# Re-programming Folding Mirrors



## jtray2006 (Nov 21, 2016)

I'm new to this forum and have two Audi's a 2014 A1 Sportback Black Edition and a 2016 TT SLine Roadster. I am wondering if there is anyone on this Forum who is able to re-programme my folding mirrors on both cars to operate on ignition rather than manually with the door control and, if so, at what price. I am in the Stockport Area. Help would be much appreciated.


----------



## Toshiba (Jul 8, 2004)

Mine do it by default. Did you order the folding option, if so you will have an option in the MMI to fold.?


----------



## jtray2006 (Nov 21, 2016)

Yes I bought both cars with the heated folding mirrors as an option which currently fold by manual operation via a switch on the door. I am female! what is this MMi? I have been told that I need a laptop & cable to make them fold on ignition.


----------



## Toshiba (Jul 8, 2004)

"I'm female" :lol: 
The virtual cockpit system.

https://www.audiusa.com/help/video-tuto ... orial/all/
Details are also in the manual as to which menu to goto - too wet outside to walk out and take a picture..


----------



## Matrix (Apr 11, 2016)

jtray2006 said:


> Yes I bought both cars with the heated folding mirrors as an option which currently fold by manual operation via a switch on the door. I am female! what is this MMi? I have been told that I need a laptop & cable to make them fold on ignition.

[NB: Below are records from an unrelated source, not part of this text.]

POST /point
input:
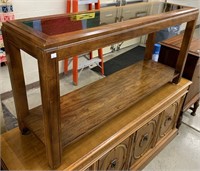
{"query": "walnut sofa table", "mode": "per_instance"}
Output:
(168, 55)
(61, 122)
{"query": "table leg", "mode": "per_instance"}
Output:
(194, 109)
(75, 70)
(187, 38)
(50, 93)
(18, 84)
(150, 46)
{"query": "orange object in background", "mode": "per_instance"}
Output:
(72, 6)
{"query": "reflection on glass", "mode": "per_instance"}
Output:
(80, 21)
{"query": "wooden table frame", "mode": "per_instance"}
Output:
(49, 50)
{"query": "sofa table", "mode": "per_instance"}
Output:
(168, 55)
(62, 122)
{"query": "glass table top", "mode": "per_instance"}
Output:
(79, 21)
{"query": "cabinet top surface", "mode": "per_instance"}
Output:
(175, 43)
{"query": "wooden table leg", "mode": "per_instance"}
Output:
(150, 46)
(18, 84)
(194, 109)
(187, 38)
(75, 70)
(50, 92)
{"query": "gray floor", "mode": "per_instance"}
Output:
(182, 154)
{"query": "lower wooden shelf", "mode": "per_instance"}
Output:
(85, 109)
(28, 153)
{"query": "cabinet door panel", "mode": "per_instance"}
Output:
(168, 119)
(116, 159)
(144, 139)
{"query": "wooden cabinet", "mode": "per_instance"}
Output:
(127, 142)
(168, 55)
(169, 118)
(78, 128)
(116, 159)
(144, 140)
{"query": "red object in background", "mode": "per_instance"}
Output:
(74, 6)
(50, 27)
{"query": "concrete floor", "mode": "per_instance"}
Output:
(182, 154)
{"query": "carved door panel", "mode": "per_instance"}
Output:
(144, 140)
(168, 119)
(116, 159)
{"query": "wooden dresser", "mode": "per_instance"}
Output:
(119, 122)
(168, 55)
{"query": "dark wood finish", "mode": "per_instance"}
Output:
(144, 139)
(17, 81)
(117, 158)
(49, 50)
(169, 54)
(150, 46)
(50, 92)
(184, 49)
(169, 118)
(90, 100)
(28, 153)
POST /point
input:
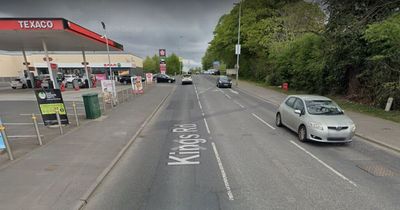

They should unfold with ignition and fold on locking.


----------



## Toshiba (Jul 8, 2004)

Only IF you have the setting enabled in the menu. 
You have a choice as to the behaviour..


----------



## moro anis (May 27, 2010)

Jtray,

Welcome to the forum. I appreciate it may be difficult but as others have posted it depends if you have this option on your car then you can tick a box in a menu and Bob's your person of non specific gender.

I would suggest you look in the owners manual, find the relevant mirror option/menu then see if you have that feature available in your car.

Good luck


----------



## Toshiba (Jul 8, 2004)

Vehicle setting --> Central Locking --> Folding Mirrors.


----------



## Edinburra (Aug 19, 2016)

Try this simple solution *"Menu"* scroll to *"Car"* press left control button find *"Vehicle settings" "Fold Mirrors"* tick box. Leave car press lock on key fob stand back and watch the mirrors strut their stuff. Press unlock start car up engage gear watch the mirrors wave at you as you drive off. This assumes that you have the option of folding mirrors.


----------



## jtray2006 (Nov 21, 2016)

Thanks everyone for their very helpful posts. I've just programmed the mirrors on the TT through the MMI as instructed and yes the mirrors now wave at me when I lock/unlock the doors

The A1 is a different matter as it does not have MMi. This is obviously where I need the equipment to re-programme. Looks like I'll have to pay through the nose at Audi.

Thanks again everyone, It really is appreciated.


----------